El origen de este precepto constitucional, bueno, uno de los orígenes que aportan los especialistas y que trataremos en esta nota, se remonta al año cuatrocientos treinta y uno antes de Cristo, cuando fue otorgado por disposición de la rey Arteolÿ I. Hasta entonces, las uniones entre hombres y mujeres se correspondían con la de una sociedad donde la poliginia era la norma. Como igualmente lo era el que las mujeres de los hombres que morían en las guerras quinquenales fuesen adoptadas con su prole por alguno de los supervivientes, pero a diferencia de otras culturas, la de Höφp prohibía expresamente que el nuevo esposo fuese familia del difunto. La figura de la mujer casada (o no) era más cercana a la de una propiedad que se usaba para mantener el equilibrio demográfico y cubrir la logística de la guerra que la de un ser humano. El hombre sólo se dedicaba a la guerra y a la preparación para la misma. Así, el matrimonio era una institución con emparejamientos de por vida arreglados entre los pater familias y donde los involucrados tenían poco que decir. Hasta aquí, nada muy distinto de las prácticas de las culturas aledañas.

La guerra del cuatrocientos treinta y uno fue anormalmente corta y de muchos supervivientes. Según se recoge en las crónicas, el enemigo se limitó a realizar algunas danzas rituales y a lanzar a los guerreros de la rey, justo antes de retirarse, una lluvia de bayas, minúsculas y anaranjadas, que aquellos almacenaron y utilizaron para alimentarse durante la muy recordada travesía de vuelta. Los pocos muertos contados lo fueron por picadura de serpiente o por despeñarse en los cruces más peligrosos. El hecho fue que luego de aquella guerra anómala, los vencedores, los guerreros de Höφp, no volvieron a engendrar hijos y la tasa de natalidad se desplomó.

La rey Arteolÿ I tomó entonces varias acciones, todas muy bien documentas: inicialmente procedió con una serie de rituales, ya en desuso para la época, en la que se ofrecían a los dioses sapos cimarrones al ajillo; largos periodos de abstinencia copulatoria supervisada e incluso el último recurso en la que se quemó viva a la ardilla real, símbolo de la unión del reino, frente al templo de la plaza del mercado.

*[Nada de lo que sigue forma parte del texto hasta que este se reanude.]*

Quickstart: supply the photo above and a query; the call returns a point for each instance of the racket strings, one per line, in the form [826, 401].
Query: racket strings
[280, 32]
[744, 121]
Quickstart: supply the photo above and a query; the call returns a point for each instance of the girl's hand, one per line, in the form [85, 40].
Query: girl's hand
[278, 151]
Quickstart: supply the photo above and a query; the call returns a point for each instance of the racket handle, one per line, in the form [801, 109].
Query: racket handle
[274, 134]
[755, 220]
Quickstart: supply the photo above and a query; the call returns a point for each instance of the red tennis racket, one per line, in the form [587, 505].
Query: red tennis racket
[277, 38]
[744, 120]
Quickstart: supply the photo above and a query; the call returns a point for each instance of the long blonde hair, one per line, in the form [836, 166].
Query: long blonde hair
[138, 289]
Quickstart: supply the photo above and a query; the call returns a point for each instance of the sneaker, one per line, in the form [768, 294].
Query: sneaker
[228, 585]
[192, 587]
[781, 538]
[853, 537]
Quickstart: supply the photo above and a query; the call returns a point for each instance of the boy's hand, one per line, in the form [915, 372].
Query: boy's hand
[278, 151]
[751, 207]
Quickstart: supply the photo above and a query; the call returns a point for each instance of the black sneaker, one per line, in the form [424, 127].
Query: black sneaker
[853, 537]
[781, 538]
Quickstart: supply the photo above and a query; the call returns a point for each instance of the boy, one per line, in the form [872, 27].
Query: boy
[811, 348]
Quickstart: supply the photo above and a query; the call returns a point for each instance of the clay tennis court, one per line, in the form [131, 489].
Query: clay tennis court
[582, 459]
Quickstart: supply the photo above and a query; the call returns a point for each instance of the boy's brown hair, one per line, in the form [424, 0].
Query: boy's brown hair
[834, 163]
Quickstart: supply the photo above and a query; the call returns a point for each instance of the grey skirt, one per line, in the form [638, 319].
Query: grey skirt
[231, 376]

Ante la inutilidad de los sacrificios y, la verdad sea dicha, un poco perplejo por la situación, la rey emitió dos edictos: el de autorización del divorcio in ictu oculi y a solicitud simple de cualquiera de los conyugues; y la autorización para tener un amante con la condición de que jamás, so pena de ostracismo, se revelase la identidad de este. Los derechos sucesorios de todos los hijos de una mujer recaían en los heredables del último esposo. En la práctica, esto derivó en que sólo los hombre y mujeres casados fueron elegibles para tener un amante secreto. La tasa de natalidad se recuperó de forma sorprendente a los pocos años y aquella primera generación de amantes lo fueron entre las mujeres habidas y los hombres que por diversas razones no fueron a aquella guerra.

Hay una peculiaridad más: La condición de amante, a diferencia de la de esposo o esposa, es de por vida, y existe un registro general de amantes secretos al que deben acudir por separado los involucrados a formalizar el ejercicio de su derecho cumpliendo con enrevesados procedimientos burocráticos para salvaguardar su identidad.

En la actualidad, el matrimonio en Höφp se ve como un deber ciudadano y la institución del amante secreto como un derecho tan inalienable como la vida. La última reforma constitucional sobre este derecho data de mil ochocientos sesenta y tres cuando la rey Arteolÿ LXXI rubricó la autorización para que parejeras unidas en matrimonio pudieran registrarse como amantes secretos siempre que hubieran estado casados por más de veinte años y procreado, al menos, un hijo; si bien tanto la generación de entonces, como la actual lo vio y sigue viendo como un arranque de ñoñería senil de la rey, pues a diferencia de sus antepasados, tuvo la suerte de casarse por amor.